Quarantine was very challenging. The days did not go quickly, and spending that much time by yourself can be taxing, to say the least. Thankfully, I was able to have distanced, and masked, conversations every now and again with my family, but even this felt strange.
It is hard to motivate yourself to get out of bed and get dressed when you have little reason to do so. I found it hard to fill my days with things that would make me feel productive
It is hard to motivate yourself to get out of bed and get dressed when you have little reason to do so. I found it hard to fill my days with things that would make me feel productive, particularly when there was nobody to hold me accountable for anything. Limits to how much exercise I could do, apart from home workouts, left me feeling quite sluggish most days. The tracking device also made me feel trapped.

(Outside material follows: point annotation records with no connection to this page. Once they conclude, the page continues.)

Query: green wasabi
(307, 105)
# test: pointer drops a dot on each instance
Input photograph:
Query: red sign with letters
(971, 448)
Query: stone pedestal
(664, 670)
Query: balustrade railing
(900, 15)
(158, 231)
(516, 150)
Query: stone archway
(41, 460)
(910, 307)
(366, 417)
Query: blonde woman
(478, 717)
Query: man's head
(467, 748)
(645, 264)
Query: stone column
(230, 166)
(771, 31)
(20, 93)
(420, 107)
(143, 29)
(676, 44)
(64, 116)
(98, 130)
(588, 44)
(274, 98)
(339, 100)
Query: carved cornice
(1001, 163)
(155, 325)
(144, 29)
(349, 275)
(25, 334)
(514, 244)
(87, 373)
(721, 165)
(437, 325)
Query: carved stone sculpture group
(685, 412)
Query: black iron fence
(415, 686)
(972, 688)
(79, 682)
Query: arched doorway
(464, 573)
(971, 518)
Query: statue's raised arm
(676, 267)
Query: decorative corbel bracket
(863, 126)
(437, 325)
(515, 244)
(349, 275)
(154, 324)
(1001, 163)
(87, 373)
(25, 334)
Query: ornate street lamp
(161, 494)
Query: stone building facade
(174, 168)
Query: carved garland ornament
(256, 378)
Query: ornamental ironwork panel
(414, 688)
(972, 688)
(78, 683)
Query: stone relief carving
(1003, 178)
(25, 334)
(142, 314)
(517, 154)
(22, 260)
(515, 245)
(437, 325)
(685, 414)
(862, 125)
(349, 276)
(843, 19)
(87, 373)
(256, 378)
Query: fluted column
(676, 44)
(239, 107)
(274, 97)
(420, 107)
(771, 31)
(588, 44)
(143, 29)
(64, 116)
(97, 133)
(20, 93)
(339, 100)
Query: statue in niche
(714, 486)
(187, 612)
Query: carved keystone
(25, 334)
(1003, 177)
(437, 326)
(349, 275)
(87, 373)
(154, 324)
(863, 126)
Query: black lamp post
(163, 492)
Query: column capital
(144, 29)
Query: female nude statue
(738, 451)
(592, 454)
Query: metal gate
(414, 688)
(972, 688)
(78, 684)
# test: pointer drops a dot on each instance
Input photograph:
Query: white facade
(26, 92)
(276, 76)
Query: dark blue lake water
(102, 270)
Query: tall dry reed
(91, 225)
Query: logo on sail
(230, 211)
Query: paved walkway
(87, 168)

I was tested again on day 10, using a kit they gave me before I left the centre by the airport. I was told to have somebody bring it to my local testing centre, or a pick-up could be arranged for a small fee.
At midnight on day 14 I received a text message telling me that I could remove the bracelet and delete the app from my phone. I cannot begin to describe the feeling of relief when I was able to go outside and breathe fresh air.
It is my understanding that tourists are still not allowed into Hong Kong, and that returning residents must now complete a three-week hotel quarantine, with three Covid tests. To say I am grateful for my two-week quarantine in familiar territory would be putting it mildly.
But hotel quarantines do keep infection numbers low: we only need to look at Australia and New Zealand to see how true this is. So I would fully support the Government introducing the same system in Ireland.